Wednesday, February 13, 2008

Why I Have Decided to Give Barak My Vote

I began my distant relationship with Barak Obama when he gave the nomination speech for John Kerry 4 years ago. I thought his speech was electrifying, inspiring and motivational. I actually worked door to door for the Kerry/Edwards ticket as a result.

I like Hillary too. I have always thought that she had a lot on the ball and was very disappointed at the lack of cooperation she received for trying to come up with a solution for the Health Care Crisis in our country. I felt that she handled her husband’s sexual infidelities as a woman who was committed to working out the hard stuff of marriage. She tried. Many women criticize her for that. I don’t.

Through the last two months I have watched debates, stump speeches, interviews and primary results. I rode the fence as to which one I was for in the Pennsylvania primary coming up on April 22. I was ambivalent; I liked both Hillary and Barak for different reasons. I was proud that a woman and an African-American man were the leading candidates. Wow, have things really changed???

But in the last month I have grown weary of the feeding frenzy which the political process produces in having one candidate attack another. I thought the competition was initially healthy for the party, the political process and our national dialogue on issues that are critical. But lately I am ready to get behind one candidate and move forward to November.

Barak Obama has shown me that he has the right stuff. He is not another Ivy League patrician seducing the Democratic Party with big talk. He has not taken PAC money from drug companies, medical organizations and military contractors. Barak seems to attract a wider diversity of people than Hillary which will be critical to the campaign against John McCain if we are to win. And in politics, winning counts, indeed it may be the only thing that counts in the big picture (take that Ralph Nadar and keep your butt at home this time!).

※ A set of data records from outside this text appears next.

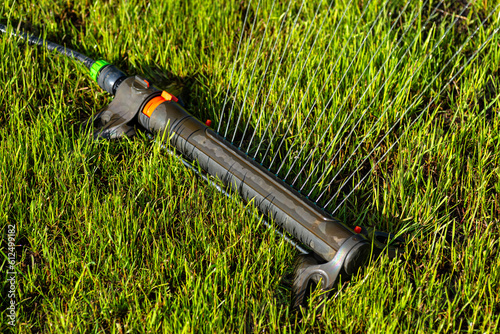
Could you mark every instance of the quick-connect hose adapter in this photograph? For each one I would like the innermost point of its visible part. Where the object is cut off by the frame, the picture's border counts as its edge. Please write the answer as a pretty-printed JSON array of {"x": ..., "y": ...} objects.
[{"x": 108, "y": 76}]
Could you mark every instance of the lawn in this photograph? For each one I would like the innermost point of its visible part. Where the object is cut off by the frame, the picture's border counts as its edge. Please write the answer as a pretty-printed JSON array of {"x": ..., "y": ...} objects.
[{"x": 387, "y": 113}]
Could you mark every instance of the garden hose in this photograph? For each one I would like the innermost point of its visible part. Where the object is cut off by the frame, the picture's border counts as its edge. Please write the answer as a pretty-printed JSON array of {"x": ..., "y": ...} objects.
[{"x": 337, "y": 249}]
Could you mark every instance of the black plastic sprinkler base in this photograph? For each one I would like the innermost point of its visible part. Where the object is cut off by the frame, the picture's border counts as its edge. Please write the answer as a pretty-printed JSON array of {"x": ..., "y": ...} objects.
[{"x": 341, "y": 250}]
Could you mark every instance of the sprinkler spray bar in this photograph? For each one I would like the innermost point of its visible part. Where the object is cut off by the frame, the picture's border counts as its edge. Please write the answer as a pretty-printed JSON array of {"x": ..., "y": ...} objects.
[{"x": 338, "y": 250}]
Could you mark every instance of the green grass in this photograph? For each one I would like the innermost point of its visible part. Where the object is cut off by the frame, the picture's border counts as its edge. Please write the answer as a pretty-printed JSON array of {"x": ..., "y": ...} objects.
[{"x": 122, "y": 237}]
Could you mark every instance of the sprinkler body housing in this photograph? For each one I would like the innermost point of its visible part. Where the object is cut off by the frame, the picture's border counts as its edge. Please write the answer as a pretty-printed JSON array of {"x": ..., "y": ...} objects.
[{"x": 339, "y": 250}]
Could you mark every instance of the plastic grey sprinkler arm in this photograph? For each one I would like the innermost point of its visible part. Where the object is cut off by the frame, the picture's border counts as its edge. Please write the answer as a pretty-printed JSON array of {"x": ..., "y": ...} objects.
[{"x": 341, "y": 249}]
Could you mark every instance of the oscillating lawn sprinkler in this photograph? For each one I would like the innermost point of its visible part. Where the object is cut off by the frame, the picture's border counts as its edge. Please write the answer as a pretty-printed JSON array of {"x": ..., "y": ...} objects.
[{"x": 337, "y": 251}]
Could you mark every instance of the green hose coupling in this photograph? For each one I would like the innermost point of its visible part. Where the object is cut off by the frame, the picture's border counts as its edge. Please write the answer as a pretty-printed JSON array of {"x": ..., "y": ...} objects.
[
  {"x": 107, "y": 76},
  {"x": 96, "y": 68}
]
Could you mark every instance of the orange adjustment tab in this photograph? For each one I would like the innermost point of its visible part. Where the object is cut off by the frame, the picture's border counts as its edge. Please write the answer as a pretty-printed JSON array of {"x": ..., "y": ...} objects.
[
  {"x": 169, "y": 97},
  {"x": 156, "y": 101}
]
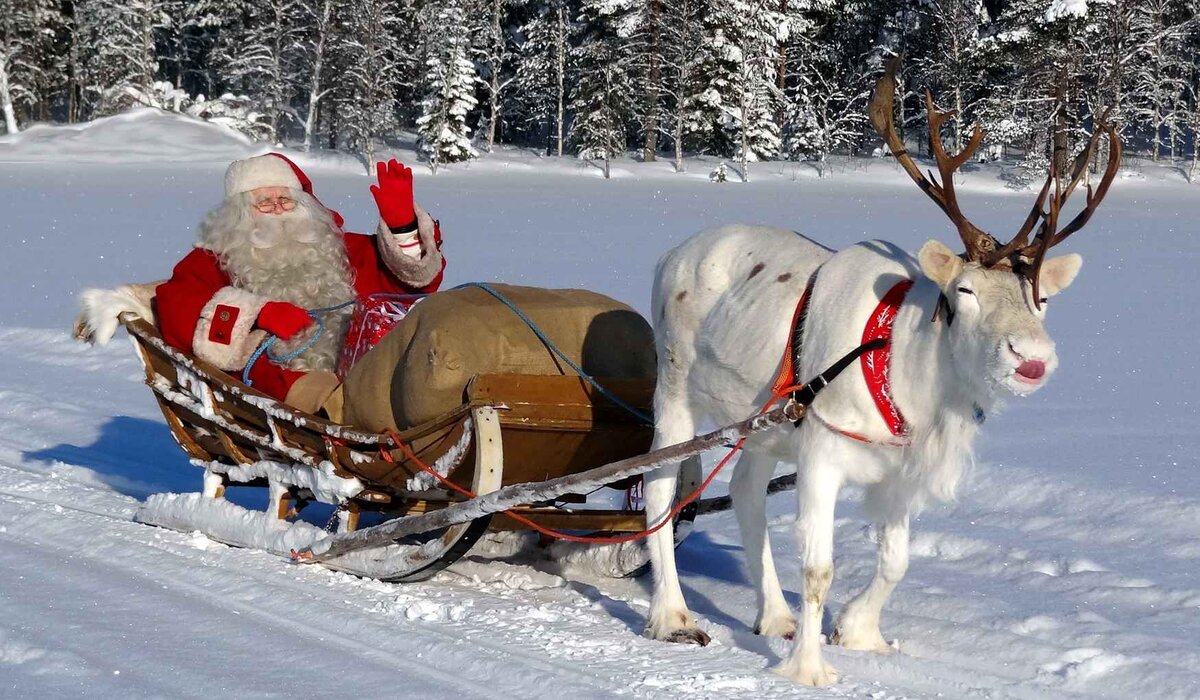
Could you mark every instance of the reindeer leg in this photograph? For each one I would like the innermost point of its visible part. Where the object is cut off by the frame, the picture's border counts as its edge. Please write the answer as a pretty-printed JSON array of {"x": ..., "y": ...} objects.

Recently I have seen Obama surge ahead and think that is a sign for all of us who were undecided to this point. A “brokered” nomination at the Democratic Convention would not unite us. In fact it may be a disaster. A clear and undisputable front runner going into that Convention would be healthy for the party and the country.

We have a candidate who has a broad appeal to Independents, the young, moderate Republicans. I still like Hillary but will pull the lever (yes, we will re-institute voting machines in Pennsylvania this election!) for Barak in order to unite the party and to get us focused for November.